Grubb attributes the change to negative net absorption of 40 million square feet, which marked yet another record, the largest quarterly decline of the decade. What's more, the volume of leasing activity fell 35% from Q4 and 41% from Q1 '08, while the average lease term of 44.2 months and size of 23,260 square feet were the lowest readings of the decade.
The report says the warehouse/distribution sector accounted for more than half the negative absorption and 85% of new space delivered in the quarter. As a result, vacancies rose by 110 basis points for that segment. By contrast, the vacancy level for R&D/flex space and general industrial space increased by 70 basis points and 10 basis points, respectively.
Though the brokerage reports asking rental rates fell only slightly, it notes that effective rates fell sharply. The former, which stood at $5.57 a square foot per year triple net, was down a mere 1% from Q4 and 3% from Q1 '08, but the latter was 15% below the level recorded a year ago, as landlords rewarded tenants with generous concessions.
As Grubb vice president and chief economist Robert Bach points out, changes of these magnitudes are not uncommon in the office market, but the industrial market typically changes more slowly. "The big increase is a sign of extreme weakness in the drivers of demand for industrial space—consumer and business spending, falling business inventories,shrinking global trade and the troubled manufacturing sector," he writes in the report.
According to Bach, the plunge in net absorption and rapid increase in vacancies call into question the traditional view that the industrial market is more resilient than other real estate sectors.

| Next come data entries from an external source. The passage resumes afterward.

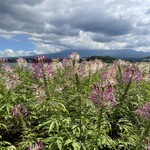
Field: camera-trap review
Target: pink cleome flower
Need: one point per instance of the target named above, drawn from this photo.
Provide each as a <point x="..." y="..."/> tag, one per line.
<point x="144" y="111"/>
<point x="19" y="109"/>
<point x="36" y="146"/>
<point x="131" y="73"/>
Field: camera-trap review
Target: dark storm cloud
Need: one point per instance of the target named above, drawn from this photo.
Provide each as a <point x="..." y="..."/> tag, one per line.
<point x="96" y="23"/>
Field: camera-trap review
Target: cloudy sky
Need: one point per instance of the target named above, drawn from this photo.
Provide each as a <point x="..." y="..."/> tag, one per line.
<point x="30" y="27"/>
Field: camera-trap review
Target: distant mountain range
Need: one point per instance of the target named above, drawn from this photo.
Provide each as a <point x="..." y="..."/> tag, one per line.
<point x="118" y="54"/>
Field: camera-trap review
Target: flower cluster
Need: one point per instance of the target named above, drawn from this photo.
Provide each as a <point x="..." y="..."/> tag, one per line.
<point x="148" y="148"/>
<point x="131" y="73"/>
<point x="103" y="95"/>
<point x="36" y="146"/>
<point x="144" y="111"/>
<point x="75" y="56"/>
<point x="19" y="109"/>
<point x="42" y="69"/>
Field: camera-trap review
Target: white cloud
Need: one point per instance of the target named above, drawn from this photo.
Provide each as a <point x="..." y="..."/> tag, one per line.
<point x="88" y="24"/>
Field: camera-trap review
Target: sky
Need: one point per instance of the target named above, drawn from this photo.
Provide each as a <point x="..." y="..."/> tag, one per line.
<point x="30" y="27"/>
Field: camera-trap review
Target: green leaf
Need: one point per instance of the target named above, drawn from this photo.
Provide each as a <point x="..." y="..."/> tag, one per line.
<point x="59" y="143"/>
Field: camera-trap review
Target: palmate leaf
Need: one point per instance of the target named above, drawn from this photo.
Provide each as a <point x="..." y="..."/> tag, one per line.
<point x="76" y="145"/>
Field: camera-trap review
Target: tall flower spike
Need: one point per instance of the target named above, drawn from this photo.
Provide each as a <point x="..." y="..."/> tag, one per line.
<point x="103" y="95"/>
<point x="144" y="111"/>
<point x="131" y="73"/>
<point x="75" y="56"/>
<point x="18" y="110"/>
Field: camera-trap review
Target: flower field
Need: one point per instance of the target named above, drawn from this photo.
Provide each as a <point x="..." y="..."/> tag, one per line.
<point x="67" y="105"/>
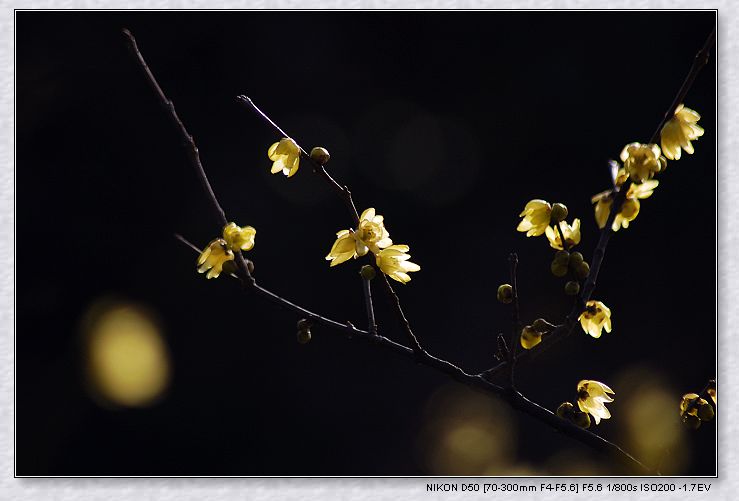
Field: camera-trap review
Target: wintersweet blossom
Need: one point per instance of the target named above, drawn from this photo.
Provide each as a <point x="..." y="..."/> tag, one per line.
<point x="572" y="234"/>
<point x="592" y="397"/>
<point x="642" y="161"/>
<point x="394" y="262"/>
<point x="595" y="317"/>
<point x="239" y="238"/>
<point x="536" y="217"/>
<point x="212" y="259"/>
<point x="629" y="209"/>
<point x="286" y="156"/>
<point x="371" y="234"/>
<point x="343" y="249"/>
<point x="679" y="131"/>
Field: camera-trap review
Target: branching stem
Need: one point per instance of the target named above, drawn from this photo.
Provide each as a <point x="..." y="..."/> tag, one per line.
<point x="416" y="352"/>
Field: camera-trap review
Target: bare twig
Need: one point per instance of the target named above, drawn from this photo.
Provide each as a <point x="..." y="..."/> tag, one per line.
<point x="367" y="288"/>
<point x="342" y="191"/>
<point x="192" y="150"/>
<point x="515" y="318"/>
<point x="475" y="381"/>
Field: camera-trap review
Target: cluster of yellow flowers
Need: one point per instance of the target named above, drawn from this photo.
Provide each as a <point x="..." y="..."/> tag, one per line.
<point x="642" y="161"/>
<point x="372" y="236"/>
<point x="221" y="250"/>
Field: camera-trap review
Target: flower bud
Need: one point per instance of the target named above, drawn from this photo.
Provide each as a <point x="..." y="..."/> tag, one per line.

In particular, he says, big vacancy jumps in Arizona, Nevada, Florida and parts of California reveal how closely the fortunes of the industrial market are tied to the health of the housing market.
Looking toward the future, the report predicts the vacancy rate will almost certainly exceed the 10.1% peak that followed the '01 recession, but it most likely will top out below the 13.7% peak after the recession of the early '90s. Grubb expects the market to hit bottom in the second half of next year and begin a sluggish recovery the year after.